Writers frequently cite the attraction of density and urban amenities. Of course these matter, but the main game is networks – being near other talented, well-connected and influential people.
Silicon Valley isn’t dense or even particularly amenity-rich, but it has lots of similar people living within easy (car-based) access to each other.
The wonderful thing about these talent-intensive cities is they create “trickle-down” benefits for all residents. Wages are high not only for talented residents, but also for the less skilled.
Or so it’s often assumed. This is where the story gets really interesting – Richard Florida himself is now arguing that all might not be as rosy as it seems in creative cities.
In an article published on Atlantic Cities last month summarising a new research project, Professor Florida says there are more losers than winners in America’s new economic geography.
He and colleague Charlotta Mellander examined wages and housing costs in a large sample of US cities for three classes of workers: knowledge, professional and creative workers; service workers; and blue-collar workers.
They found workers of all three classes who live in bigger, high-skill cities earn significantly more than their peers in other cities.
Bigger metros bring powerful clustering and agglomeration effects; they have faster metabolisms and greater rates of innovation.
But once housing costs are taken into account the advantage evaporates for all but the knowledge workers.
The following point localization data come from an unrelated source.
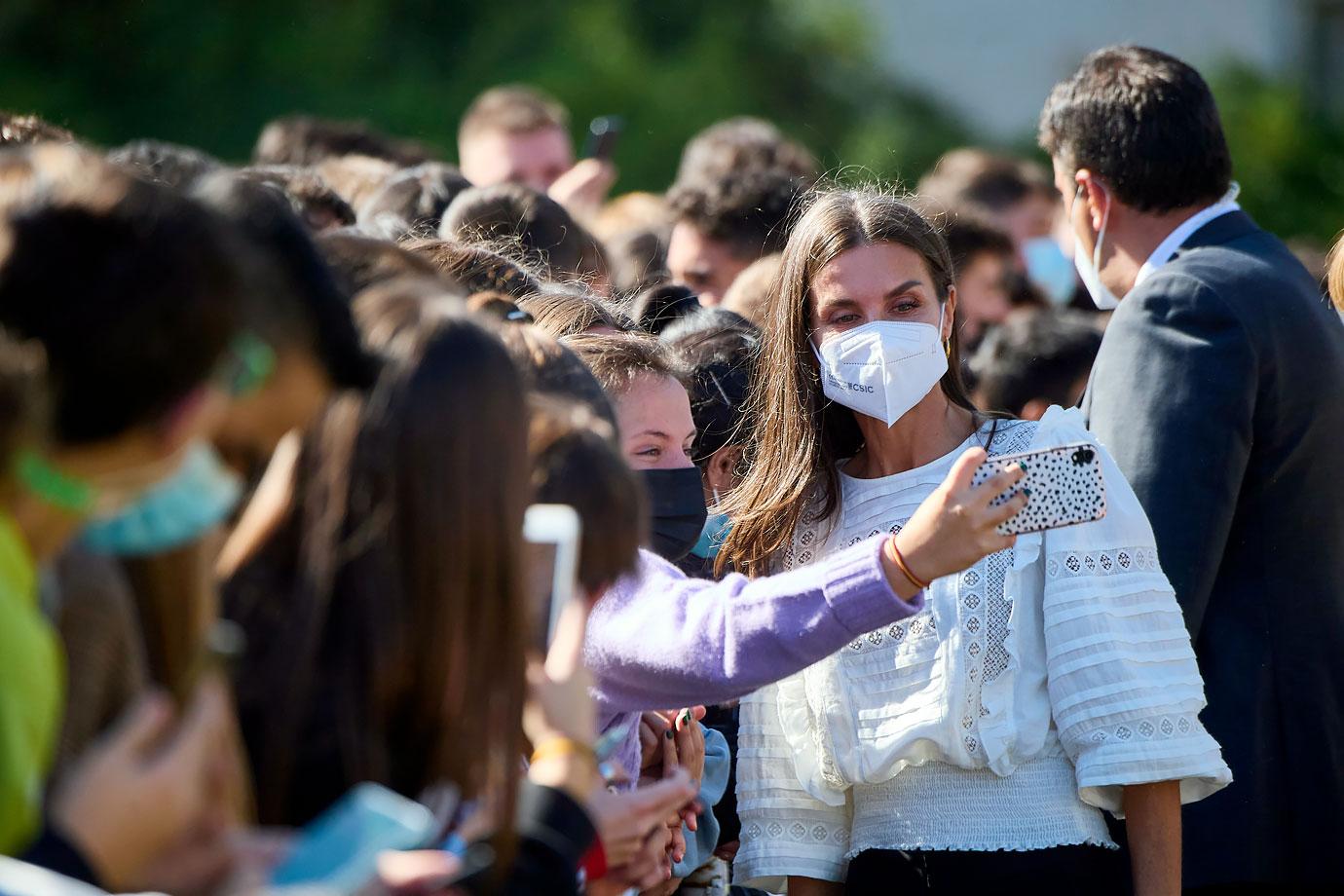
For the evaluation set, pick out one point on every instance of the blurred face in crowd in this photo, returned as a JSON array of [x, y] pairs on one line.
[[1031, 218], [289, 399], [121, 469], [535, 158], [653, 415], [983, 293], [707, 266], [877, 282]]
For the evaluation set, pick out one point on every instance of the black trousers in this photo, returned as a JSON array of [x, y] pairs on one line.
[[1061, 870]]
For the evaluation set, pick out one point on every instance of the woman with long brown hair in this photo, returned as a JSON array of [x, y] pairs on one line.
[[976, 743], [386, 620]]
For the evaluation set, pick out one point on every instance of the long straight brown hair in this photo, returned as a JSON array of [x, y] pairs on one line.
[[799, 435], [409, 616]]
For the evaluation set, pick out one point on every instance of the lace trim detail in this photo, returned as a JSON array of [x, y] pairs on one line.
[[1166, 727], [816, 833], [1078, 565]]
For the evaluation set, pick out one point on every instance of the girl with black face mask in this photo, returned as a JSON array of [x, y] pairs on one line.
[[656, 430]]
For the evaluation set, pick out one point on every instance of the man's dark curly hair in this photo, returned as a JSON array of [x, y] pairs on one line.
[[752, 211]]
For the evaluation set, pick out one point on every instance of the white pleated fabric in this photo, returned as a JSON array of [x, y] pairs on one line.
[[1005, 715]]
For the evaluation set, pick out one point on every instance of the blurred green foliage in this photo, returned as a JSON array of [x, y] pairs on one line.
[[209, 73], [1288, 156]]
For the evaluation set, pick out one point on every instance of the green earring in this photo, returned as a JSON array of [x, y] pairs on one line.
[[58, 489]]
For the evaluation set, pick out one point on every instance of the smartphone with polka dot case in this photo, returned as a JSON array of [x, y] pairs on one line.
[[1064, 487]]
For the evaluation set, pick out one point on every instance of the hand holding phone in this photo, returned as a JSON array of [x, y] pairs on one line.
[[602, 136], [339, 850], [552, 535]]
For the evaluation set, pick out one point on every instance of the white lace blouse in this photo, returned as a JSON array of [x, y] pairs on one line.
[[1005, 715]]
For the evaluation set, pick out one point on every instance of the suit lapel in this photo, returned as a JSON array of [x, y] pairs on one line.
[[1223, 229]]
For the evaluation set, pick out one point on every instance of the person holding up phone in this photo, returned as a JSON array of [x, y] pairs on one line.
[[517, 134], [976, 744]]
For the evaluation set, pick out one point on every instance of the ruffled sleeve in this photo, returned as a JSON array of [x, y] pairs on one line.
[[1124, 688]]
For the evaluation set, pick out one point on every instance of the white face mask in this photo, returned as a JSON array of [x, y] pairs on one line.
[[1089, 268], [883, 368]]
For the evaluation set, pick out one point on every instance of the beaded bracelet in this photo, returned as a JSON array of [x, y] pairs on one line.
[[562, 747], [894, 552]]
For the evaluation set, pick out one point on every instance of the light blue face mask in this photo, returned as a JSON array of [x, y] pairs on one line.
[[181, 508], [1050, 269], [715, 532]]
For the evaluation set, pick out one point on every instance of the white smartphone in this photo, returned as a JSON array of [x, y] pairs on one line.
[[1064, 485], [552, 534]]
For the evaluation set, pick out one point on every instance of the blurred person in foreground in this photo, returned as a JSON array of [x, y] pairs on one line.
[[519, 134], [1335, 276], [1217, 390], [133, 294]]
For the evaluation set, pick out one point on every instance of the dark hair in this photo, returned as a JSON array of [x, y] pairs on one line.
[[719, 350], [515, 109], [799, 435], [361, 261], [749, 294], [743, 144], [969, 237], [305, 140], [576, 463], [417, 195], [637, 259], [517, 220], [570, 311], [402, 304], [133, 290], [982, 181], [476, 268], [657, 307], [308, 194], [1033, 355], [24, 131], [1142, 121], [618, 360], [750, 211], [165, 163], [407, 623], [21, 397], [307, 308], [550, 368]]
It seems talent-clustering provides little in the way of trickle-down benefits.
Its benefits flow disproportionately to more highly-skilled knowledge, professional and creative workers whose higher wages and salaries are more than sufficient to cover more expensive housing in these locations. While less-skilled service and blue-collar workers also earn more money in knowledge-based metros, those gains disappear once their higher housing costs are taken into account.
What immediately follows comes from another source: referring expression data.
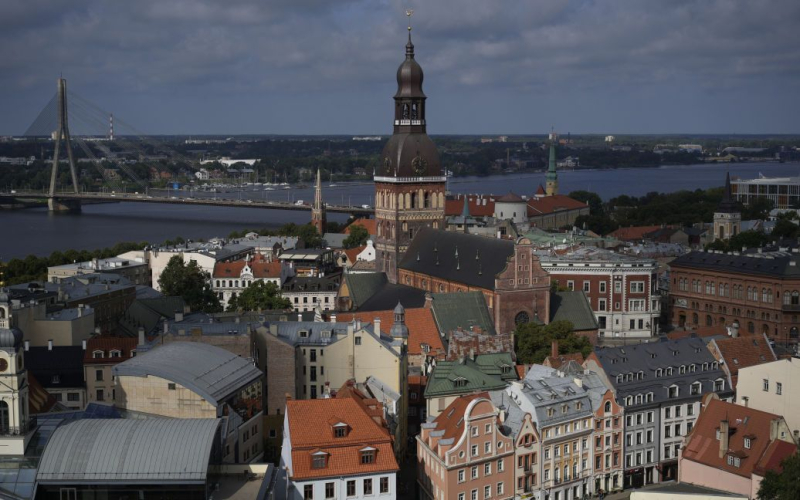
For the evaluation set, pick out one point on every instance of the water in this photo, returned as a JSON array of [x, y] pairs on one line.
[[36, 232]]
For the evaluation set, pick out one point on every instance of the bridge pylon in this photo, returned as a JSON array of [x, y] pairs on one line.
[[62, 134]]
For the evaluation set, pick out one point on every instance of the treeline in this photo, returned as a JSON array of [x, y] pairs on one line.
[[681, 208], [33, 268]]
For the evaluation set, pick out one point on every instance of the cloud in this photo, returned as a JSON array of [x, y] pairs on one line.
[[284, 52]]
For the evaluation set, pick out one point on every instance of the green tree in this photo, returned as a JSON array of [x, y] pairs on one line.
[[534, 341], [190, 282], [259, 296], [783, 485], [358, 236]]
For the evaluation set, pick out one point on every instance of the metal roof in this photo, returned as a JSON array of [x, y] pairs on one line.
[[128, 451], [209, 371]]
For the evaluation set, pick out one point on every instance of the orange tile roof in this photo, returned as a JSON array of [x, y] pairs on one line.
[[422, 327], [451, 420], [352, 253], [311, 430], [551, 204], [741, 352], [261, 268], [632, 233], [368, 224], [703, 446], [106, 344]]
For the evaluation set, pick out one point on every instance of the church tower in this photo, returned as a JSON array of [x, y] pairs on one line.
[[409, 184], [727, 218], [318, 216], [14, 426], [552, 175]]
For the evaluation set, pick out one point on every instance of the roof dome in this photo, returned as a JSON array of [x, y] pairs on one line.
[[409, 75], [10, 338]]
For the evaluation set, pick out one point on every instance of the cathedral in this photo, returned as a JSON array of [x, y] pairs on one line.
[[409, 182]]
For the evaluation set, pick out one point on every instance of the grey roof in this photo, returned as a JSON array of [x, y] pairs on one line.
[[766, 263], [544, 389], [363, 286], [650, 357], [129, 451], [209, 371], [465, 310], [573, 307], [458, 257]]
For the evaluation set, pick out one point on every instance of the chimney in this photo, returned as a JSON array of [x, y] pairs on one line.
[[723, 438], [773, 429]]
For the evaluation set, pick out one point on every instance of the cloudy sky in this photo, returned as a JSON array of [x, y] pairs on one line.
[[328, 66]]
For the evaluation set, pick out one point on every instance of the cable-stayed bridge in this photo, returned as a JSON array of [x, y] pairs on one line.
[[70, 119]]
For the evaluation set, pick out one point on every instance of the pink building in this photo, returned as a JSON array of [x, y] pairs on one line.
[[732, 446], [464, 454]]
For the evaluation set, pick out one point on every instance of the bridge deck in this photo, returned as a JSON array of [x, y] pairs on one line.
[[141, 198]]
There’s a “rising tide of sorts” but it only benefits the most skilled third of the workforce. It leaves “the other 66 percent much further behind.”
It’s important to bear in mind that these correlations relate to the US and the customary caution is required in applying them to Australia. Also, Professor Florida doesn’t provide a lot of detail in his summary article – it’s not possible, for example, to unpick the effect of city size from the effect of skill.
But if the authors’ theory is right, it highlights the importance of high housing prices.
That’s been explained in the US context by observers like Ryan Avent and Matt Yglesias. High-talent cities are especially good at restricting the supply of development sites for new dwellings, leading to significant increases in the price of housing.
In broad terms, the themes are similar for Australian cities. Residents in established areas, particularly in the inner and up-market middle suburbs, seek ways to enhance and protect their residential amenity.
They have no formal “right” to that amenity, but it’s very valuable and was capitalised into the price they paid for their properties.
Limits on the supply of additional dwellings increase prices in inner city and inner suburban areas (e.g. see here, here, here and here). But they also raise prices across the metropolitan area generally. Arguably, elites have used their influence to limit supply in fringe areas too.
In order to increase the chances that those on lower incomes will benefit from the wealth being generated in the higher amenity parts of our cities, ways need to be found to lower the price of housing (it’s not only supply – there are other issues like how residential infrastructure is financed).
There’s also a bigger story here about the nature of inequality in the US and its geographic dimension – it’s been explored by a number of writers e.g. Charles Murray, Christopher Hayes,David Brooks. And there’s a debate about whose purposes “urbanism” serves e.g. Aaron Renn.